Die anschließende Demonstration selbst verlief dann störungsfrei und die Polizei hielt sich weitestgehend im Hintergrund. Die Stimmung wurde im Laufe der Route, insbesondere beim Passieren der Fußgängerzone in der Holstenstraße, stetig besser und lauter. Zudem hatten die Einschüchterungsversuche der Polizei zu Beginn der Demo anscheinend nur wenig Wirkung entfalten können, so dass in dem optisch ansprechenden bunten Fahnenmeer auch immer wieder solche Symbole auftauchten, die nicht der repressiven Gesetzeslage entsprechen. Beim Zulauf auf den Hauptbahnhof zum Ende wurde etwa an der Demospitze minutenlang der PKK-Stern in seiner vollen, unhalbierten Pracht und nicht zu übersehenden Größe gezeigt.
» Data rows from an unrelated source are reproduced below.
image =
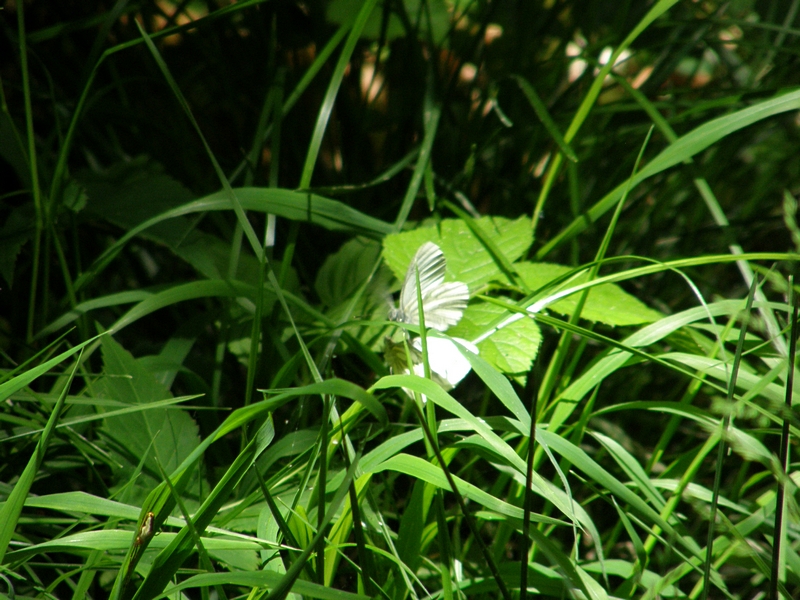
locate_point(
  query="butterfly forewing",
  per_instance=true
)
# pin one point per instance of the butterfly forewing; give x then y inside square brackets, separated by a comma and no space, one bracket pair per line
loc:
[442,303]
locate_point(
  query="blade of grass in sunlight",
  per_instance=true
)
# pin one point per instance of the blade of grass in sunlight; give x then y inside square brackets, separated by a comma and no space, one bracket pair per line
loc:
[12,508]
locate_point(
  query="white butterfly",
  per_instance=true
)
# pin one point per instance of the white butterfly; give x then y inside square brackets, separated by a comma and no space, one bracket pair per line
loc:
[442,303]
[448,364]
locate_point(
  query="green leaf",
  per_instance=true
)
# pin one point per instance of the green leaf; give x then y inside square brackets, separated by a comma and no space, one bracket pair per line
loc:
[467,258]
[511,349]
[164,435]
[607,303]
[344,271]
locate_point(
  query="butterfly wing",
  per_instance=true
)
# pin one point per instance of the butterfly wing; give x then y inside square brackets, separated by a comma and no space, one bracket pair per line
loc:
[442,303]
[448,364]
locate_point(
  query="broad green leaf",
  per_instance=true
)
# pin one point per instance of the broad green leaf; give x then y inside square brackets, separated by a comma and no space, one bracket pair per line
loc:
[160,436]
[467,259]
[511,349]
[607,303]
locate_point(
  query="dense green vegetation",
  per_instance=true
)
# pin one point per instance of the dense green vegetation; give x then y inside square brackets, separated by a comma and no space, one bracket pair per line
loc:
[207,209]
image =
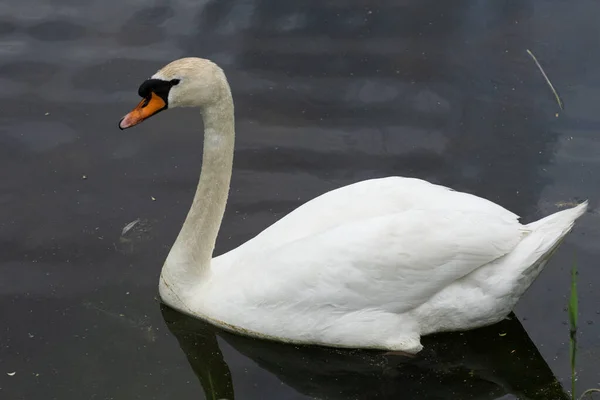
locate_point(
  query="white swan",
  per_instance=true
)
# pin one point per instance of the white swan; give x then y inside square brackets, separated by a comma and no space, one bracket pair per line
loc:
[375,264]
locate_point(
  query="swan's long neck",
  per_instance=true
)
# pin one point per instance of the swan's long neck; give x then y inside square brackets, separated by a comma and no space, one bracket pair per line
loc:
[189,259]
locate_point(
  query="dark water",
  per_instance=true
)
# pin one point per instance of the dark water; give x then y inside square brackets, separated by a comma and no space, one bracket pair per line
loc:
[327,92]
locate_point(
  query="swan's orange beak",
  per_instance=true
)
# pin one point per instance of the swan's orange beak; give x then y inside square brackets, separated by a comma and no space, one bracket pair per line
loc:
[148,107]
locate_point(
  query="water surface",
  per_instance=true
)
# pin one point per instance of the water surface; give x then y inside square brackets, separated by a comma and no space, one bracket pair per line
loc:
[327,93]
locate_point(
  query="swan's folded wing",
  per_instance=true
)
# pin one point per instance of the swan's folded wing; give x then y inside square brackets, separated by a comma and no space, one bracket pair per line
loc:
[393,263]
[359,201]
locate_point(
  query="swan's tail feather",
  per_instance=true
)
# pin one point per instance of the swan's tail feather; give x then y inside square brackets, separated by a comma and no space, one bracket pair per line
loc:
[544,238]
[562,220]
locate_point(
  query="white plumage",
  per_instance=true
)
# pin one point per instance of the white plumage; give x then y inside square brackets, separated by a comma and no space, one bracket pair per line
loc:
[375,264]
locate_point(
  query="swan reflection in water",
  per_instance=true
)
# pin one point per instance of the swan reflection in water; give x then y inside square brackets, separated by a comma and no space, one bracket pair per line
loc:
[488,363]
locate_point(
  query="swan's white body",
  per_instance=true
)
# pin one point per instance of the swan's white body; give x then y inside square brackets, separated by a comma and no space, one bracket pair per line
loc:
[375,264]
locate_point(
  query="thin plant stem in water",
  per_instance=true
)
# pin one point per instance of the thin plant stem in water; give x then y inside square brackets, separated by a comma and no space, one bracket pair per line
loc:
[573,310]
[558,99]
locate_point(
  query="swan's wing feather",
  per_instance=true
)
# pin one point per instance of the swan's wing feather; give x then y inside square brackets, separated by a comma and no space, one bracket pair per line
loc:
[359,201]
[394,262]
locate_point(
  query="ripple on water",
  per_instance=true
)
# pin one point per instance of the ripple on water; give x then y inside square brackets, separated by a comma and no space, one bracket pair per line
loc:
[39,137]
[55,31]
[6,28]
[113,75]
[143,28]
[32,72]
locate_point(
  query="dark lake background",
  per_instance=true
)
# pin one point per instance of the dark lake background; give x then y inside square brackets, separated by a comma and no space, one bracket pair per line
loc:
[327,93]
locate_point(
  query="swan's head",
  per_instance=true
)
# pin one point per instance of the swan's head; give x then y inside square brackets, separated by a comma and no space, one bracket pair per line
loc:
[187,82]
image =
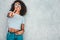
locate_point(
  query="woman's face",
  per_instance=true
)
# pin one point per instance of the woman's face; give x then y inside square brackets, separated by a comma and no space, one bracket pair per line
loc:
[17,6]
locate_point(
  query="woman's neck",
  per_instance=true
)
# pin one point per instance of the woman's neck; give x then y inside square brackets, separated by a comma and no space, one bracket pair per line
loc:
[18,12]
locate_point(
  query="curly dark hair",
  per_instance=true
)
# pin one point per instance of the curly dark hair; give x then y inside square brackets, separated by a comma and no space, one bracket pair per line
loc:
[23,7]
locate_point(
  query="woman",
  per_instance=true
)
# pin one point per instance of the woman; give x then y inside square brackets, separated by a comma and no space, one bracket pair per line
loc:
[16,21]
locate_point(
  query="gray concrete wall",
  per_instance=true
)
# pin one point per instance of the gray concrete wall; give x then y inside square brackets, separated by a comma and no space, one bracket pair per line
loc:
[42,21]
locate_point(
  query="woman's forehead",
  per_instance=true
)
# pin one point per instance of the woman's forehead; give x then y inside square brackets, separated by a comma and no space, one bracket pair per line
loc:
[17,3]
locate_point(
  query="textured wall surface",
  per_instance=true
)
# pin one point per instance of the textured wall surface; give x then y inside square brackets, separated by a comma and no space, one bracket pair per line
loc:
[42,21]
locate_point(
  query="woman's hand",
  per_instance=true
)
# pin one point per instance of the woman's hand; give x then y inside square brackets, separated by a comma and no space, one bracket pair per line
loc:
[19,32]
[10,14]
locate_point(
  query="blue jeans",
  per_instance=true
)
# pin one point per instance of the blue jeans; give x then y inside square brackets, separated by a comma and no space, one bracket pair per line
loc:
[13,36]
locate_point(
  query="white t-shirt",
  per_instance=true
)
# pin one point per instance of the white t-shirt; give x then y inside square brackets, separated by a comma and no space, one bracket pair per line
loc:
[16,21]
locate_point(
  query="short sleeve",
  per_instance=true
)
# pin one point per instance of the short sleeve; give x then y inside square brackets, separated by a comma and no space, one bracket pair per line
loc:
[23,21]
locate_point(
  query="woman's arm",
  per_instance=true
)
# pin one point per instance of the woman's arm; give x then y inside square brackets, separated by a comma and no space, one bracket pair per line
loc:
[22,30]
[10,14]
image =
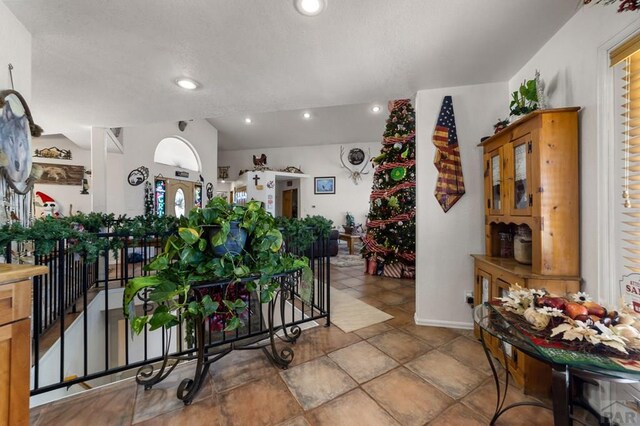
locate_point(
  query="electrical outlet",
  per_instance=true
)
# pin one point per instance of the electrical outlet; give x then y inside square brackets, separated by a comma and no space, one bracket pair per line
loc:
[468,297]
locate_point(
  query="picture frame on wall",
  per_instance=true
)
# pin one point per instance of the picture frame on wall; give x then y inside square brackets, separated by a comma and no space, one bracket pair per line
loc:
[324,185]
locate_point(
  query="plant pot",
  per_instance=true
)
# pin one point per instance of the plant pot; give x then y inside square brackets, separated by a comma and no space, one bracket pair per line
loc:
[522,250]
[236,239]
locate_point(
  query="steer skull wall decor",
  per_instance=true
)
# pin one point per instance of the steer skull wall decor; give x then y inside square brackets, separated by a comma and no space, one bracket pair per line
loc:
[355,157]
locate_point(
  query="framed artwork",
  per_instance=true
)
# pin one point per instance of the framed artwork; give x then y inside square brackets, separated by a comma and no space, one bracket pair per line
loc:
[16,129]
[53,152]
[60,174]
[324,185]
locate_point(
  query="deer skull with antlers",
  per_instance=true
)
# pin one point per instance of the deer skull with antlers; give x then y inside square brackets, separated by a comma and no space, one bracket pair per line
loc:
[356,157]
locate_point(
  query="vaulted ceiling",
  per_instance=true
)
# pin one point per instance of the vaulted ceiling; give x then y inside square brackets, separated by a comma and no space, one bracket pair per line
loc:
[113,63]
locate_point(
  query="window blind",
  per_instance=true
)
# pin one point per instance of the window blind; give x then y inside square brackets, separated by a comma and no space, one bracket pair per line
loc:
[630,225]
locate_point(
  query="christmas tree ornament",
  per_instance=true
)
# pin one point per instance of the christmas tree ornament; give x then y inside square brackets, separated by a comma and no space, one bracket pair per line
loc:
[398,173]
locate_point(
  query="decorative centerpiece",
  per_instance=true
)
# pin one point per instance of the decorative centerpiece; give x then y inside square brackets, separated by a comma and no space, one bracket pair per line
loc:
[350,223]
[573,323]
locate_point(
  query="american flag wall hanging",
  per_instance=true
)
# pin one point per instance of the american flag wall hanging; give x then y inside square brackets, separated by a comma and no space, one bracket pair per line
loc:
[450,183]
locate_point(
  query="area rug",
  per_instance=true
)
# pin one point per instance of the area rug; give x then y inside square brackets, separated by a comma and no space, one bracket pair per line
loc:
[349,313]
[344,260]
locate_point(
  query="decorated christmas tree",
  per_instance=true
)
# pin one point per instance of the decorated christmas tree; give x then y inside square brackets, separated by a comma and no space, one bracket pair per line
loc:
[389,244]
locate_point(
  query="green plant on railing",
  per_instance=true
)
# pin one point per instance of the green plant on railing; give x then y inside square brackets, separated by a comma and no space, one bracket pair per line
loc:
[82,232]
[350,220]
[302,233]
[189,258]
[525,99]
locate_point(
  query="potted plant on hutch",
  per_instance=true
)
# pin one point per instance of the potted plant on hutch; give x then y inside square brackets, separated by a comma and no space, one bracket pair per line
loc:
[215,250]
[524,100]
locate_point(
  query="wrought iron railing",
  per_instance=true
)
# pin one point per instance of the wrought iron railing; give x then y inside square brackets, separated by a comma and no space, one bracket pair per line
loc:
[79,332]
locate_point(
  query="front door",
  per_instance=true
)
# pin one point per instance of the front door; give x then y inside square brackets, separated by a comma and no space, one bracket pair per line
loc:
[287,203]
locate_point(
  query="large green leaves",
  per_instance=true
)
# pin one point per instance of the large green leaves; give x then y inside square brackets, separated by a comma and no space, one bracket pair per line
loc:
[189,235]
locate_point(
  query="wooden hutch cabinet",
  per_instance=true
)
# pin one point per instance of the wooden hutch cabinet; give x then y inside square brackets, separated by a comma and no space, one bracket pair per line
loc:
[15,341]
[531,181]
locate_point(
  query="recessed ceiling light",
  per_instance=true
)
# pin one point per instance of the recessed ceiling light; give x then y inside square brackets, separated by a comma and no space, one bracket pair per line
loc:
[310,7]
[187,83]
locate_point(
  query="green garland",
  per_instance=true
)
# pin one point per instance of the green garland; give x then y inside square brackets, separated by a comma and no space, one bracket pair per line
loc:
[189,259]
[83,230]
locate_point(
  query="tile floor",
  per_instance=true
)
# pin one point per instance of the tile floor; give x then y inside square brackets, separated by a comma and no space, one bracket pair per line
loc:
[391,373]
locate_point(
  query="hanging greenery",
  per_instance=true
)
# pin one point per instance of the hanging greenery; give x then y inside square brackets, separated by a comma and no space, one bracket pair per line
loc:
[300,234]
[83,231]
[624,6]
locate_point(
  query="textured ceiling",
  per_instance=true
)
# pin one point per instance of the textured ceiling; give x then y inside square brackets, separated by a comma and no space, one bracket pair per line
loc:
[330,125]
[112,63]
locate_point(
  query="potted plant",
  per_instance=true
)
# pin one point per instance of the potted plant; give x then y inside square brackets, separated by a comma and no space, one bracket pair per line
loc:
[525,99]
[350,223]
[190,257]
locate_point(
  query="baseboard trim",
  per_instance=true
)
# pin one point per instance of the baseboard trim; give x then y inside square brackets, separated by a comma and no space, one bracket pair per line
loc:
[448,324]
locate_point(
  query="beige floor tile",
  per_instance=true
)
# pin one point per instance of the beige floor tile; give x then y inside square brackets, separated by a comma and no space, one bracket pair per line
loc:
[263,402]
[162,398]
[202,413]
[459,415]
[400,318]
[483,401]
[399,345]
[391,298]
[368,289]
[354,293]
[390,285]
[408,398]
[370,300]
[353,409]
[409,307]
[303,350]
[469,335]
[355,271]
[434,336]
[351,282]
[116,404]
[240,367]
[338,285]
[329,339]
[316,382]
[446,373]
[468,352]
[373,330]
[409,292]
[363,361]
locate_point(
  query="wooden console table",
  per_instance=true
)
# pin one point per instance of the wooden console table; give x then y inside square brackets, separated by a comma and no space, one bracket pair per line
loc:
[349,238]
[15,341]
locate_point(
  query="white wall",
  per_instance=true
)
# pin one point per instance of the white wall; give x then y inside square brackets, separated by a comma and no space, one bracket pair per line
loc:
[569,64]
[315,161]
[444,267]
[15,49]
[65,195]
[139,147]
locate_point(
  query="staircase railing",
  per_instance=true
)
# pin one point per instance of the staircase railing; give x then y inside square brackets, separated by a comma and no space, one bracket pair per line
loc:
[77,324]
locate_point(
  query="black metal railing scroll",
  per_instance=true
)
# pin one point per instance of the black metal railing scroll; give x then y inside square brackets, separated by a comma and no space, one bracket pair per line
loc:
[78,328]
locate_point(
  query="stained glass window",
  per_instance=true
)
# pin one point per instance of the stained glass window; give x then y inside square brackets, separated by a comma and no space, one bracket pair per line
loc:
[161,196]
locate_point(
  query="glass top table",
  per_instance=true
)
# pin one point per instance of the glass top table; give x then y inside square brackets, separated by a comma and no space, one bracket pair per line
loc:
[565,365]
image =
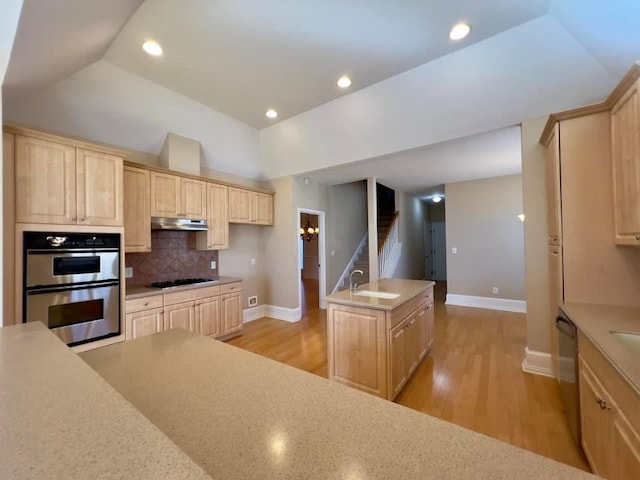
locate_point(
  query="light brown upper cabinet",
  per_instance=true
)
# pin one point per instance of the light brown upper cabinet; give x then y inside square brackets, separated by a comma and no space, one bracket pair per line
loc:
[217,235]
[137,215]
[625,147]
[246,206]
[175,196]
[554,216]
[61,184]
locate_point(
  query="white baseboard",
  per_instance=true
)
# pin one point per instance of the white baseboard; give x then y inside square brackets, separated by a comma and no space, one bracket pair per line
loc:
[504,304]
[282,313]
[538,363]
[253,313]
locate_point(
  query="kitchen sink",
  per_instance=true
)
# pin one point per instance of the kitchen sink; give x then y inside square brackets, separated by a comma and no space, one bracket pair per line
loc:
[371,293]
[630,340]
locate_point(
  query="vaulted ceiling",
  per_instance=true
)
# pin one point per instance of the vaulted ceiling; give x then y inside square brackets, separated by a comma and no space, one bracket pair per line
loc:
[411,83]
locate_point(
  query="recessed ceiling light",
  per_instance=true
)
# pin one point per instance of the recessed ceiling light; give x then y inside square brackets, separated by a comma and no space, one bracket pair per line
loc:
[344,82]
[153,48]
[459,31]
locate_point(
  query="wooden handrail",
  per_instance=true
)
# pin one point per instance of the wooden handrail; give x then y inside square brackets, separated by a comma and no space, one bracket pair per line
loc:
[396,214]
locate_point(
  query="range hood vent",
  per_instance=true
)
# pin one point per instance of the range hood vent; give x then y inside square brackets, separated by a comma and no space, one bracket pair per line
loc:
[163,223]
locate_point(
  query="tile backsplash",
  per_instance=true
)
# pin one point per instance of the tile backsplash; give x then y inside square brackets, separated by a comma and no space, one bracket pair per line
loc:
[173,255]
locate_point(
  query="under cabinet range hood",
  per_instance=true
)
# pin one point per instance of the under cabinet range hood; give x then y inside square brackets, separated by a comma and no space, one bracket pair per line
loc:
[166,223]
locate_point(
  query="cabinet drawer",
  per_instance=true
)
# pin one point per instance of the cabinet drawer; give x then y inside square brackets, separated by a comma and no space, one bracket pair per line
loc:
[230,288]
[407,308]
[143,303]
[619,389]
[191,294]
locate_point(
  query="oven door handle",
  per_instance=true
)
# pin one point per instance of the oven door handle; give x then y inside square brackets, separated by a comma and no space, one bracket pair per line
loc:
[68,288]
[566,327]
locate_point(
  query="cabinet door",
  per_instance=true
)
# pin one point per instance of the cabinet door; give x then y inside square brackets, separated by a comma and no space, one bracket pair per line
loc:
[45,182]
[625,144]
[165,195]
[397,341]
[552,160]
[422,330]
[194,198]
[239,205]
[231,313]
[99,188]
[181,315]
[137,210]
[146,322]
[262,208]
[217,235]
[208,317]
[626,445]
[555,299]
[595,422]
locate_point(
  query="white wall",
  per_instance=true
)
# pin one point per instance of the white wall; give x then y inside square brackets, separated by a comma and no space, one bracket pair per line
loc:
[466,92]
[482,223]
[105,103]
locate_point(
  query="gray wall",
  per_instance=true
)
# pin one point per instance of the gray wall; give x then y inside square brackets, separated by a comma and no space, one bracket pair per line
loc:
[482,223]
[347,217]
[413,214]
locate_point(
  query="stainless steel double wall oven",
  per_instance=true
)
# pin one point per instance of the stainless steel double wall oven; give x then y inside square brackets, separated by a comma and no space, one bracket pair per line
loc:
[72,284]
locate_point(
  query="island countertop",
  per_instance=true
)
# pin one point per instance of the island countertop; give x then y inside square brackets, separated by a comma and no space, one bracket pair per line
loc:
[407,289]
[239,415]
[60,420]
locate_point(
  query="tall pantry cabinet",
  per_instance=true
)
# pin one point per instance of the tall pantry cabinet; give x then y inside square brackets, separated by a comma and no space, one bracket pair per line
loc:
[585,265]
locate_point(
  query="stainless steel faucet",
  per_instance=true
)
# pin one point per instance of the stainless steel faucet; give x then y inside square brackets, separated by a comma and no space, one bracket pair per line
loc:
[354,286]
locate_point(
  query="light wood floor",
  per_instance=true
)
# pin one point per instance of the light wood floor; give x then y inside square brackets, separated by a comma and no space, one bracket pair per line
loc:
[472,377]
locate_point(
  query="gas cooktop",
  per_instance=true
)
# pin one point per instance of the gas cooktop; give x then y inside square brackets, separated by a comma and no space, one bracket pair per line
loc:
[180,282]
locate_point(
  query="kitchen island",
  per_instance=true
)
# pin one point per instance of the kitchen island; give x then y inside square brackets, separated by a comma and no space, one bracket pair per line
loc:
[378,334]
[239,415]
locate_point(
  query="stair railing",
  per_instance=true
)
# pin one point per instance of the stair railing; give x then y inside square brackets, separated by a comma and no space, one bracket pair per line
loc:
[387,246]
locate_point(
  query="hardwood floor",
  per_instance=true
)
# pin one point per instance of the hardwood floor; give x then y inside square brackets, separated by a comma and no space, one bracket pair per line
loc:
[472,377]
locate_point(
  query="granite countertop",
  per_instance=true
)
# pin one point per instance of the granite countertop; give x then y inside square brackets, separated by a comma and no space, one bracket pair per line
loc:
[246,416]
[596,321]
[139,292]
[60,420]
[406,288]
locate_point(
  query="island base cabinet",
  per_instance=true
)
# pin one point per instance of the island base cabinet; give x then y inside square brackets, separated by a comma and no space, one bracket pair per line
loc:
[377,351]
[357,348]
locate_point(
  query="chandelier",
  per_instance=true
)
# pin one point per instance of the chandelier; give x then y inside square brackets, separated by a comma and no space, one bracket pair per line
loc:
[308,232]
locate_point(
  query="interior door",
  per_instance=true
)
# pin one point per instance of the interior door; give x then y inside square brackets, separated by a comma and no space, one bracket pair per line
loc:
[439,251]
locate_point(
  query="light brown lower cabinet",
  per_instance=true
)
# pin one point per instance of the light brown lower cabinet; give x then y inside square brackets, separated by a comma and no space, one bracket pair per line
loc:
[377,351]
[609,416]
[213,311]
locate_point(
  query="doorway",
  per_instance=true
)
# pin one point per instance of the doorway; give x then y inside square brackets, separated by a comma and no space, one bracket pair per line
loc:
[311,261]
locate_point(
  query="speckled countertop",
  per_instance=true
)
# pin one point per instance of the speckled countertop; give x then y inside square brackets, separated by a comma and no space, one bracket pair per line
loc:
[242,416]
[406,288]
[60,420]
[138,292]
[596,321]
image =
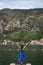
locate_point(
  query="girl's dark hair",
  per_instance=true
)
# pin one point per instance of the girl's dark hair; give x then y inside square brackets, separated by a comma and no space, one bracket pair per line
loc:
[22,47]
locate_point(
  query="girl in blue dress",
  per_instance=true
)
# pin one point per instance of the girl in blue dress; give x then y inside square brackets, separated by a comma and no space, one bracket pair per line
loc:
[21,57]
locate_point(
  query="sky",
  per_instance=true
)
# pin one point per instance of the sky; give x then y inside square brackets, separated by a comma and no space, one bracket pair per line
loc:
[21,4]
In den hauptsächlich in deutscher, aber auch in kurdischer Sprache
gehaltenen Redebeiträgen wurde die Geschichte des PKK-Verbots, die
daraus resultierende Kriminalisierung der kurdischen Befreiungsbewegung
in Deutschland und seine in den deutsch-türkischen Beziehungen
verankerten bündnisstrategischen und geopolitischen Hintergründe
thematisiert. Zudem gingen Redner_innen auch auf die erst vor wenigen
Wochen vermeldete Befreiung Kobanês von den fundamentalistischen
Schlächtern des „IS“, die starke kurdische Frauenbewegung als zentrale
Säule des theoretischen und praktischen Konzepts des Demokratischen
Konföderalismus und seine Umsetzung in Form der Revolution im
syrisch-kurdischen Rojava ein.
Anlass der Demo war der 16. Jahrestag der Entführung und Festnahme
Abdullah Öcalans im Februar 1999 – Gründungsmitglied, Vorsitzender und
wichtigster Theoretiker der PKK, der seitdem in der Türkei in
Isolationshaft sitzt. Die Aktion in Kiel reiht sich ein in eine Vielzahl
von Aktivitäten gegen das PKK-Verbot und für die Freiheit Öcalans in
den kommenden Wochen. Nächsten Samstag etwa findet im französischen
Straßburg eine internationale Großdemonstration statt, in der Woche
darauf wird in Berlin demonstriert werden um der bevorstehenden
Bundestagsinitiative der LINKEN gegen das PKK-Verbot den nötigen Druck
der Straße mit auf den Weg zu geben.
Insgesamt konnte mit der gestrigen Demonstration die lokale Zusammenarbeit von kurdischen und nicht-kurdischen Linken auch über die zahlreichen erfolgreichen Mobilisierungen und Veranstaltungen in Solidarität mit dem Widerstand Kobanês hinaus weiter intensiviert werden und die Forderung nach der sofortigen Aufhebung PKK-Verbots in die lokale öffentliche Debatte eingebracht werden. Die Beteiligung war zwar nicht überwältigend, aber auch angesichts der expliziten Kernforderung durchaus zufriedenstellend und die Demonstration trat trotz der Polizei-Schikanen selbstbewusst und lebendig auf. Auch auf die zukünftige Kieler Solidaritätsarbeit mit der kurdischen Befreiungsbewegung lässt sich also optimistisch blicken.